Department of Clinical Chemistry, Erasmus MC, University Medical Center Rotterdam, 3015 GD Rotterdam, The Netherlands.
J Pers Med. 2021 Jan 14;11(1):44. doi: 10.3390/jpm11010044.
The goals of this study were to examine whether machine-learning algorithms outperform multivariable logistic regression in the prediction of insufficient response to methotrexate (MTX); secondly, to examine which features are essential for correct prediction; and finally, to investigate whether the best performing model specifically identifies insufficient responders to MTX (combination) therapy. The prediction of insufficient response (3-month Disease Activity Score 28-Erythrocyte-sedimentation rate (DAS28-ESR) > 3.2) was assessed using logistic regression, least absolute shrinkage and selection operator (LASSO), random forest, and extreme gradient boosting (XGBoost). The baseline features of 355 rheumatoid arthritis (RA) patients from the "treatment in the Rotterdam Early Arthritis CoHort" (tREACH) and the U-Act-Early trial were combined for analyses. The model performances were compared using area under the curve (AUC) of receiver operating characteristic (ROC) curves, 95% confidence intervals (95% CI), and sensitivity and specificity. Finally, the best performing model following feature selection was tested on 101 RA patients starting tocilizumab (TCZ)-monotherapy. Logistic regression (AUC = 0.77 95% CI: 0.68-0.86) performed as well as LASSO (AUC = 0.76, 95% CI: 0.67-0.85), random forest (AUC = 0.71, 95% CI: 0.61 = 0.81), and XGBoost (AUC = 0.70, 95% CI: 0.61-0.81), yet logistic regression reached the highest sensitivity (81%). The most important features were baseline DAS28 (components). For all algorithms, models with six features performed similarly to those with 16. When applied to the TCZ-monotherapy group, logistic regression's sensitivity significantly dropped from 83% to 69% ( = 0.03). In the current dataset, logistic regression performed equally well compared to machine-learning algorithms in the prediction of insufficient response to MTX. Models could be reduced to six features, which are more conducive for clinical implementation. Interestingly, the prediction model was specific to MTX (combination) therapy response.

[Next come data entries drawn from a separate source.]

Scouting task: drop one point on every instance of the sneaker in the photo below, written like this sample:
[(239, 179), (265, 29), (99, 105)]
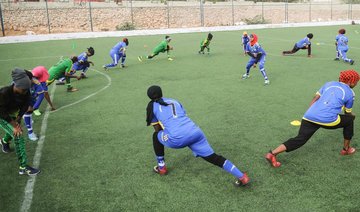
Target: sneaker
[(28, 170), (245, 76), (162, 171), (244, 180), (60, 83), (33, 137), (272, 160), (349, 151), (37, 112), (5, 146), (72, 89)]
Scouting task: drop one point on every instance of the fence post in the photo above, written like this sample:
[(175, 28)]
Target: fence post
[(262, 10), (2, 21), (350, 10), (132, 14), (168, 11), (233, 12), (286, 12), (331, 10), (201, 13), (91, 26), (309, 10), (47, 15)]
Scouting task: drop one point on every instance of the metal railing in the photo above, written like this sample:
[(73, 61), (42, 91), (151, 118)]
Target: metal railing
[(18, 17)]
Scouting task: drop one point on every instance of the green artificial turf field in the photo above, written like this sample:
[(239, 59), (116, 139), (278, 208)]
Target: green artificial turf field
[(98, 156)]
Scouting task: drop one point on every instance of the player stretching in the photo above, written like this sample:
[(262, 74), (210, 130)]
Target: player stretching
[(118, 52), (82, 64), (302, 44), (174, 129), (342, 47), (257, 55), (245, 40), (324, 112), (206, 44), (161, 48), (42, 75), (63, 69)]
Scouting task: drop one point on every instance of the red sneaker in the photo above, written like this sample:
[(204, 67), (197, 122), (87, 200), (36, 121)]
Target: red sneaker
[(242, 181), (349, 151), (162, 171), (272, 160)]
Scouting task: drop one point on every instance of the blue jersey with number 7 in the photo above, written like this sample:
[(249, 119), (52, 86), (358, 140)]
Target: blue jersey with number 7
[(173, 119)]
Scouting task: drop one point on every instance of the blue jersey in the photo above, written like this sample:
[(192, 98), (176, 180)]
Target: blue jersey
[(304, 42), (173, 119), (119, 48), (341, 42), (333, 97), (79, 65), (256, 48), (245, 39)]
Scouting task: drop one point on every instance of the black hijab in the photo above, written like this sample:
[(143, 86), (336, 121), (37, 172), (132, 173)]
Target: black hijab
[(154, 92)]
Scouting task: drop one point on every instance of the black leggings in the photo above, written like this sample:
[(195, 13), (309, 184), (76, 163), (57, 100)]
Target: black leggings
[(158, 147), (295, 49), (307, 129)]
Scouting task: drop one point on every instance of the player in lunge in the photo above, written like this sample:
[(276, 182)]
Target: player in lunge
[(82, 64), (118, 52), (206, 44), (341, 43), (302, 44), (41, 74), (63, 69), (257, 55), (14, 102), (161, 48), (174, 129), (325, 112), (245, 40)]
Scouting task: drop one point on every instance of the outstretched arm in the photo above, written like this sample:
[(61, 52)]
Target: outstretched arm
[(157, 127), (316, 97)]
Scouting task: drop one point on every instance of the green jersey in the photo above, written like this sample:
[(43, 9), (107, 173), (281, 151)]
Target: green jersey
[(57, 71), (205, 43), (162, 47)]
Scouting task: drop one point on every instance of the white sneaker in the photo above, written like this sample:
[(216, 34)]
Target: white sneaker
[(33, 137), (245, 76)]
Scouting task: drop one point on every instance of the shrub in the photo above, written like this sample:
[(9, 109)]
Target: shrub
[(125, 26), (258, 19)]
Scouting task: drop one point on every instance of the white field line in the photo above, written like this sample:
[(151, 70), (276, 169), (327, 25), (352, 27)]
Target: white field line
[(29, 58), (65, 36), (89, 96), (29, 188)]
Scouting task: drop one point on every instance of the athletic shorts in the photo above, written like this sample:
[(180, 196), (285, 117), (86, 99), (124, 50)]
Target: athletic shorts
[(195, 140)]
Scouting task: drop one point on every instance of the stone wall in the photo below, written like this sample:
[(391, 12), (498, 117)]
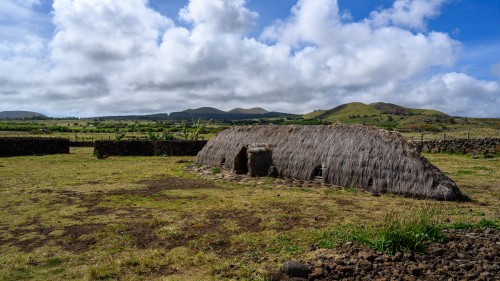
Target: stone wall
[(103, 148), (462, 146), (32, 146)]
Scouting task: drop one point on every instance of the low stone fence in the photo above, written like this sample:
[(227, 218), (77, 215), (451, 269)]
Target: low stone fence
[(463, 146), (103, 148), (10, 146)]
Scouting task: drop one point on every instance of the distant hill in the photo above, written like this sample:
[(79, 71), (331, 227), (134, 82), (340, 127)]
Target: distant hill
[(389, 108), (205, 113), (255, 110), (314, 114), (358, 109), (349, 109), (385, 115), (19, 114), (204, 110)]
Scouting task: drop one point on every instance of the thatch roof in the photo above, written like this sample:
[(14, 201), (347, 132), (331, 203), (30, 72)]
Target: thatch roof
[(369, 158)]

本研究的目的是检验机器学习算法在预测甲氨蝶呤(MTX)反应不足方面是否优于多变量逻辑回归;其次,检验哪些特征对于正确预测至关重要;最后,研究表现最佳的模型是否能特异性识别MTX(联合)治疗的反应不足者。使用逻辑回归、最小绝对收缩和选择算子(LASSO)、随机森林和极端梯度提升(XGBoost)评估反应不足(3个月疾病活动评分28-红细胞沉降率(DAS28-ESR)>3.2)的预测情况。将来自“鹿特丹早期关节炎队列治疗”(tREACH)和U-Act-Early试验的355例类风湿关节炎(RA)患者的基线特征合并进行分析。使用受试者操作特征(ROC)曲线的曲线下面积(AUC)、95%置信区间(95%CI)以及敏感性和特异性比较模型性能。最后,在101例开始托珠单抗(TCZ)单药治疗的RA患者中测试特征选择后表现最佳的模型。逻辑回归(AUC = 0.77,95%CI:0.68-0.86)与LASSO(AUC = 0.76,95%CI:0.67-0.85)、随机森林(AUC = 0.71,95%CI:0.61 = 0.81)和XGBoost(AUC = 0.70,95%CI:0.61-0.81)表现相当,但逻辑回归达到了最高敏感性(81%)。最重要的特征是基线DAS28(组成部分)。对于所有算法,具有6个特征的模型与具有16个特征的模型表现相似。当应用于TCZ单药治疗组时,逻辑回归的敏感性从83%显著降至69%(P = 0.03)。在当前数据集中,逻辑回归在预测MTX反应不足方面与机器学习算法表现相当。模型可以简化为6个特征,这更有利于临床应用。有趣的是,该预测模型对MTX(联合)治疗反应具有特异性。